Project Summary The acute respiratory distress syndrome (ARDS) is a deadly condition characterized by the rapid onset of hypoxemia and respiratory failure. The mainstay of therapy for ARDS patients is supportive care with mechanical ventilation (MV). Although life-saving, mechanical ventilation can exacerbate lung injury and even cause de novo injury, known as ventilator induced lung injury (VILI). VILI arises from mechanical forces during MV including excessive stretch (volutrauma), excessive pressure (barotrauma), and injury due to repeated collapse and reopening of lung units (atelectrauma). The molecular mechanisms by which these mechanical forces exacerbate lung injury remain poorly understood. Clinicians try to prevent VILI by monitoring airway pressures and using low tidal volumes, but injury persists even when these parameters are in a “safe” range. Currently, there are no pharmacologic therapies to prevent or treat VILI in patients with ARDS. mTORC1 is a central regulator of cell growth and lipid metabolism. In contrast to canonical activation of mTORC1 under favorable growth conditions, we recently discovered that mTORC1 is activated in lung epithelial cells following injurious mechanical ventilation. We also found that pharmacologic mTORC1 inhibition prevents lung injury during mechanical ventilation. We hypothesize that mTORC1 activation plays a central role in mediating VILI and represents a novel therapeutic target in ARDS. We will determine the mechanisms by which mTORC1 inhibition prevents VILI using mice with mTORC1 inactivation in type I and type II alveolar epithelial cells as well as novel in vitro models of mechanical ventilation in the human lung. In Aim 1 we will identify how mTORC1 activation induces surfactant dysfunction during ventilator induced lung injury. In Aim 2 we will identify the mechanisms by which mTORC1 regulates epithelial membrane repair following injurious mechanical ventilation. In Aim 3 we will use clinically relevant 2-hit models that utilize mechanical ventilation following lung injury from sepsis or influenza pneumonia to test the efficacy of mTORC1 inhibition to prevent VILI in ARDS. Our studies will provide an in-depth understanding of how mTORC1 activation impairs surfactant function and membrane repair during VILI and will identify novel drug targets for patients with ARDS.

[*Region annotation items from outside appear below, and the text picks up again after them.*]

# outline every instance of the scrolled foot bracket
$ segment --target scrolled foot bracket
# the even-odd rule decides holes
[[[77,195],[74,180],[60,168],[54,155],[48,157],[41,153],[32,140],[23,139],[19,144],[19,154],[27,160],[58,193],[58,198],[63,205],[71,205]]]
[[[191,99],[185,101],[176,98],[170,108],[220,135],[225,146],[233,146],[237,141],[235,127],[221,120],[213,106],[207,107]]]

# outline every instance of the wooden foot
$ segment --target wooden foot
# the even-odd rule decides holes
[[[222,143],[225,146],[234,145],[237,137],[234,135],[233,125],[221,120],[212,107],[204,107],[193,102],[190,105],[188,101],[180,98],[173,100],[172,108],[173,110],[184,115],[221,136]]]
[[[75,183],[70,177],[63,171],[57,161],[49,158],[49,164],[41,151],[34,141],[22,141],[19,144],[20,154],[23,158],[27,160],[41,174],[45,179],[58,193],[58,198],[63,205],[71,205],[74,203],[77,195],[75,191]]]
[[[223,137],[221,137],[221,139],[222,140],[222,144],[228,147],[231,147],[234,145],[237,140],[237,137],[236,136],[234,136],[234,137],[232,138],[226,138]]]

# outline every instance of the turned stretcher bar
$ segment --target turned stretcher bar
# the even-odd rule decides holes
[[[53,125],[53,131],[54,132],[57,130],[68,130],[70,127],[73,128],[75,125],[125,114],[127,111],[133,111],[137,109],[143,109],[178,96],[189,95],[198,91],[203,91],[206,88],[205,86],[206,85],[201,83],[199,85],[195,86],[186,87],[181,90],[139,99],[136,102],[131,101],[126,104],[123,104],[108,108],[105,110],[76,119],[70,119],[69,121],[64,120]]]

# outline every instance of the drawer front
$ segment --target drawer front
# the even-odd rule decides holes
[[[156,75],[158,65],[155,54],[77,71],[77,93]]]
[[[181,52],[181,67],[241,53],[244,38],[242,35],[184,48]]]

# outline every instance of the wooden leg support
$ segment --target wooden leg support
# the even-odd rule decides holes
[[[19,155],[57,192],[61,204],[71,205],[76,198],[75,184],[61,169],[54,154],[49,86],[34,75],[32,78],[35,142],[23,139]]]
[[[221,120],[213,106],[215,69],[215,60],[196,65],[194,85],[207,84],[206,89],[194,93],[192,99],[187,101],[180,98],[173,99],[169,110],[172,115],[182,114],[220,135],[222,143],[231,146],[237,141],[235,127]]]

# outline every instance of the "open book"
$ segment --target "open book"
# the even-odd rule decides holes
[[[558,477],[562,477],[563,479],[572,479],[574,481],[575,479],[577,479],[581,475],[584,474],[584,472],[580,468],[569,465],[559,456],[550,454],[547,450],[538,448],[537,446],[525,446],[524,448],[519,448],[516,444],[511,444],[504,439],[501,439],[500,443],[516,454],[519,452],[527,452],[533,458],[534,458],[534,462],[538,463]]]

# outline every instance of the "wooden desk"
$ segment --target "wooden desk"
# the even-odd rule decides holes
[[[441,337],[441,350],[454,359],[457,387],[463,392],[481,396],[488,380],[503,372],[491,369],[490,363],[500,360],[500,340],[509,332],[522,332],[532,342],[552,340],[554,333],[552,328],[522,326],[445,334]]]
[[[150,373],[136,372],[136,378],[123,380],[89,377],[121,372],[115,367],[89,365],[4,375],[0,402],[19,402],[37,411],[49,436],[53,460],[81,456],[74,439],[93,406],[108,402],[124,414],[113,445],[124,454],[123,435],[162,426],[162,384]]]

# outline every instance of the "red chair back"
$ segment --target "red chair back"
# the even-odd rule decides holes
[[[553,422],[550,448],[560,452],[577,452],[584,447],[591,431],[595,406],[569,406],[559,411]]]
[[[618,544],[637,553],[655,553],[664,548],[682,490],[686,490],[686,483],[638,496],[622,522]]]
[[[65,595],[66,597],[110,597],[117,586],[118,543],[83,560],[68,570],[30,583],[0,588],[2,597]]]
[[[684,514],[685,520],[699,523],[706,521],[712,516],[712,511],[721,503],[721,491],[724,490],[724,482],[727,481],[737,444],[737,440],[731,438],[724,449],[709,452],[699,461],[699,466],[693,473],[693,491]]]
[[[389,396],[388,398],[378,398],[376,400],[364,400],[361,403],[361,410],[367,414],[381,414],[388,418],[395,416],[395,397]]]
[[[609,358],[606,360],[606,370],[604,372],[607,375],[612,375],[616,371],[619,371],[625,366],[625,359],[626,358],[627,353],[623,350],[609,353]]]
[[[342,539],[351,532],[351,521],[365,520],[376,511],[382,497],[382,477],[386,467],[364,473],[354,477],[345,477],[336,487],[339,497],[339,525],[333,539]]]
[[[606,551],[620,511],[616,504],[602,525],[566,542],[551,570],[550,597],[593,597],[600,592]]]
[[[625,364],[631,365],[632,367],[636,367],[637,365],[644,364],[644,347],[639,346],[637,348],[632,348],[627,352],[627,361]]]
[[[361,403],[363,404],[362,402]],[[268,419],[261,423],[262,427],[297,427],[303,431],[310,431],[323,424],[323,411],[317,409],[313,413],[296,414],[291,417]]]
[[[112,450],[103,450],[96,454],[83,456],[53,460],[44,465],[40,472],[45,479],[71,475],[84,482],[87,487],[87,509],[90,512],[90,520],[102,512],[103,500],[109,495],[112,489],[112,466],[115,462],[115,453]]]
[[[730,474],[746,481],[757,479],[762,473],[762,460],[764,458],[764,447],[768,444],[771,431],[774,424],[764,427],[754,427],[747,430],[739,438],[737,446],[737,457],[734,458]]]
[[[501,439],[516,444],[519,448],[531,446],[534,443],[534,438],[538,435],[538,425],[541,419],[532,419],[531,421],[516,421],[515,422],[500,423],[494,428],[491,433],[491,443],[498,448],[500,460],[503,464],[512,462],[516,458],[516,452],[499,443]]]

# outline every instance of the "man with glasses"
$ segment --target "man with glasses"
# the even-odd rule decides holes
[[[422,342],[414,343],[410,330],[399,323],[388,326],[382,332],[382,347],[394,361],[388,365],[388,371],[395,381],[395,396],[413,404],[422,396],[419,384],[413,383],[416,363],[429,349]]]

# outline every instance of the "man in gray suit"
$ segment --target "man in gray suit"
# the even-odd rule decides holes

项目摘要 急性呼吸窘迫综合征(ARDS)是一种致命的疾病，其特征是迅速发作 低氧血症和呼吸衰竭。ARDS患者的主要治疗方法是支持性护理 机械通气组。虽然机械通气可以挽救生命，但它会加重肺损伤，甚至 引起新生损伤，称为呼吸机诱导肺损伤(VILI)。Vili是由机械力在 MV包括过度拉伸(气囊创伤)、过度压力(气压创伤)和重复损伤 肺单位的塌陷和重新开放(肺不张创伤)。这些机械的分子机制 加重肺损伤的力量仍然知之甚少。临床医生试图通过监测呼吸道来预防VILI 使用低潮气量和压力，但即使在这些参数处于“安全”范围时，伤害仍然存在。 目前，还没有预防或治疗ARDS患者VILI的药物疗法。MTORC1是一种 细胞生长和脂类代谢的中央调节器。与mTORC1在下面的规范激活相反 在良好的生长条件下，我们最近发现mTORC1在下列肺上皮细胞中被激活 有害的机械通风。我们还发现，抑制mTORC1的药理作用可以预防肺损伤 在机械通风过程中。我们推测mTORC1激活在VLI的调节中起核心作用 代表了ARDS的一个新的治疗靶点。我们将确定mTORC1通过哪些机制 抑制用mTORC1失活的小鼠肺泡上皮细胞I和II作为预防VILI的方法 以及人类肺部机械通风的新的体外模型。在目标1中，我们将确定如何 呼吸机所致肺损伤时mTORC1激活可导致肺表面活性物质功能障碍。在《目标2》中我们将 确定mTORC1调节损伤后上皮膜修复的机制 机械通风。在目标3中，我们将使用临床上相关的两次击打模式，利用机械通风。 败血症或流感肺炎致肺损伤后检测mTORC1抑制预防的效果 维利在ARDS。我们的研究将提供对mTORC1激活如何损害表面活性物质的深入理解。 VILI期间的功能和膜修复，并将为ARDS患者确定新的药物靶点。